C’est parce que j’ai pu m’exprimer longuement et posément devant les juges que je ne souhaitais pas prendre part personnellement au débat public suscité par les poursuites judiciaires dont j’ai fait l’objet devant la 17è chambre correctionnelle de Paris le 25 janvier dernier. Mais les deux lettres ouvertes du président de la LICRA (la seconde publiée par le site Causeur) m’y oblige car il y affirme plusieurs contre-vérités.

La Licra… avec le CCIF!

M. Jakubowicz, si vous avez formellement raison, et si je dois en effet ce procès à l’initiative du parquet, l’honnêteté eut été d’ajouter que  ce dernier n’a engagé les poursuites qu’à la suite de la « dénonciation » (c’est le terme juridique en usage) opérée par le CCIF en mars 2016,  cinq mois après les faits. Ignorer le rôle central du CCIF dans ce procès ne peut en rien exonérer de sa responsabilité la LICRA qui a validé sur le fonds la dénonciation du CCIF en se constituant partie civile à ses côtés.

Vous reprenez dans vos deux lettres mes propos tenus à France Culture le 10 octobre 2015. Mais vous en donnez une interprétation si caricaturale qu’elle m’oblige à vous répondre en dépit de ma lassitude.
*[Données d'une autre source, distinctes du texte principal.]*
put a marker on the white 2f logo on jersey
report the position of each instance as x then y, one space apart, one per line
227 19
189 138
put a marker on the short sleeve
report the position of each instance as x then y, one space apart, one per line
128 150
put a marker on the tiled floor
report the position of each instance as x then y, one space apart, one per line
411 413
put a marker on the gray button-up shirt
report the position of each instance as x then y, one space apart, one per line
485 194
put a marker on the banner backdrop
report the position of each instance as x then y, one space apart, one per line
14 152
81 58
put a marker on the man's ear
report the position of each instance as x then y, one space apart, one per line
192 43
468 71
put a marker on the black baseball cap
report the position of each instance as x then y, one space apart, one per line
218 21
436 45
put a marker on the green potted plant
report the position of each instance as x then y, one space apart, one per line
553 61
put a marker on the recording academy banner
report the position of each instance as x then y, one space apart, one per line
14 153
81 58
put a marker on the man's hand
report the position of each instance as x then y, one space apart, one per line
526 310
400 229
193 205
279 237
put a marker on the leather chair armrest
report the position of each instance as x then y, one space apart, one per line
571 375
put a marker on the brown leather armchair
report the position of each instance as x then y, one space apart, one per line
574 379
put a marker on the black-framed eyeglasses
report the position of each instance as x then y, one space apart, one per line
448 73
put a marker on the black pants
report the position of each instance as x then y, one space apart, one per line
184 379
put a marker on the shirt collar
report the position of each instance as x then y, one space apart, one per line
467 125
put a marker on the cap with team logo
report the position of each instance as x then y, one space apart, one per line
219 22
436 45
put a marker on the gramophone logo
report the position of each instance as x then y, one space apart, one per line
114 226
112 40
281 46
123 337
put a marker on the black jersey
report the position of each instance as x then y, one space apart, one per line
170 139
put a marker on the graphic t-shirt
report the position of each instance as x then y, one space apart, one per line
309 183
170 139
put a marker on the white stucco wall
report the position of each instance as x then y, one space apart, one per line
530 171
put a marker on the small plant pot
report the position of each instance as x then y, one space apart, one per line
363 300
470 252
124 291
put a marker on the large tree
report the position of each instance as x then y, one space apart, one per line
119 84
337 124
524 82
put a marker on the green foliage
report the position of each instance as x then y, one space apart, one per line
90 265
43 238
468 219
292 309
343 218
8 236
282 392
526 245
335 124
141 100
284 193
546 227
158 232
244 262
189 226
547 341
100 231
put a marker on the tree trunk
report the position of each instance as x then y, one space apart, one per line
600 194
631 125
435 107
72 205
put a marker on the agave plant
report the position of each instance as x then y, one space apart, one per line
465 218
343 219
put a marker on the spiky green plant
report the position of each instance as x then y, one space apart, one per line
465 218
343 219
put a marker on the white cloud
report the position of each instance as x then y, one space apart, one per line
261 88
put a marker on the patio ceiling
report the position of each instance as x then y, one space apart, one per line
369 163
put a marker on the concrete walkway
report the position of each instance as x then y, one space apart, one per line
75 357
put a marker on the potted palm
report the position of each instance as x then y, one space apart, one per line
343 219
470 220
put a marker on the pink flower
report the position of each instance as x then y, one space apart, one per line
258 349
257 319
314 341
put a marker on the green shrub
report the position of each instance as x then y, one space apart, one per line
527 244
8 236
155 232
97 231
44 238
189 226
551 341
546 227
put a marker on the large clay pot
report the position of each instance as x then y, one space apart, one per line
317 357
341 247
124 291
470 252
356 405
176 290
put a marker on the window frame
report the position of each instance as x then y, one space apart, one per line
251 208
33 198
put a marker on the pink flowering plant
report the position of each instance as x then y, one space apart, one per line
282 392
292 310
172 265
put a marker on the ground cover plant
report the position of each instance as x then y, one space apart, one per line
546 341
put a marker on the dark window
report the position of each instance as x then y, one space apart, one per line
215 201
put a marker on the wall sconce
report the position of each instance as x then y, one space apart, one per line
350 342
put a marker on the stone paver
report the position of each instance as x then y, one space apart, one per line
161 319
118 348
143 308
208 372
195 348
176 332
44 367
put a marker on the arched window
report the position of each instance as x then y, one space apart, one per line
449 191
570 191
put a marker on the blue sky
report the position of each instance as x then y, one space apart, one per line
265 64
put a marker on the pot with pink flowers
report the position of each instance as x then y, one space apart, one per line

Comme vous le rappelez,  j’ai pu échanger un an avant le procès avec des membres de la Licra dans le but de clarifier les propos « généralisant » qui m’étaient reprochés. Je leur ai expliqué le contexte dans lequel je les avais formulés et comment ils furent décontextualisés pour m’accuser d’essentialiser de façon raciste en parlant des « familles arabes ». A la demande d’Antoine Spire, membre de votre bureau exécutif, je me suis rendu en effet au siège de la Licra à Paris le 22 janvier 2016. Et j’y ai expliqué le sens de mes paroles sur France Culture. La discussion, en présence  de Boualem Sansal invité comme moi, fut vive et animée, mais toujours courtoise, voire marquée in fine par un climat amical dont peuvent témoigner tous les présents. D’un commun accord, tacite évidemment, avions-nous alors estimé, les uns et les autres, que le différend était aplani.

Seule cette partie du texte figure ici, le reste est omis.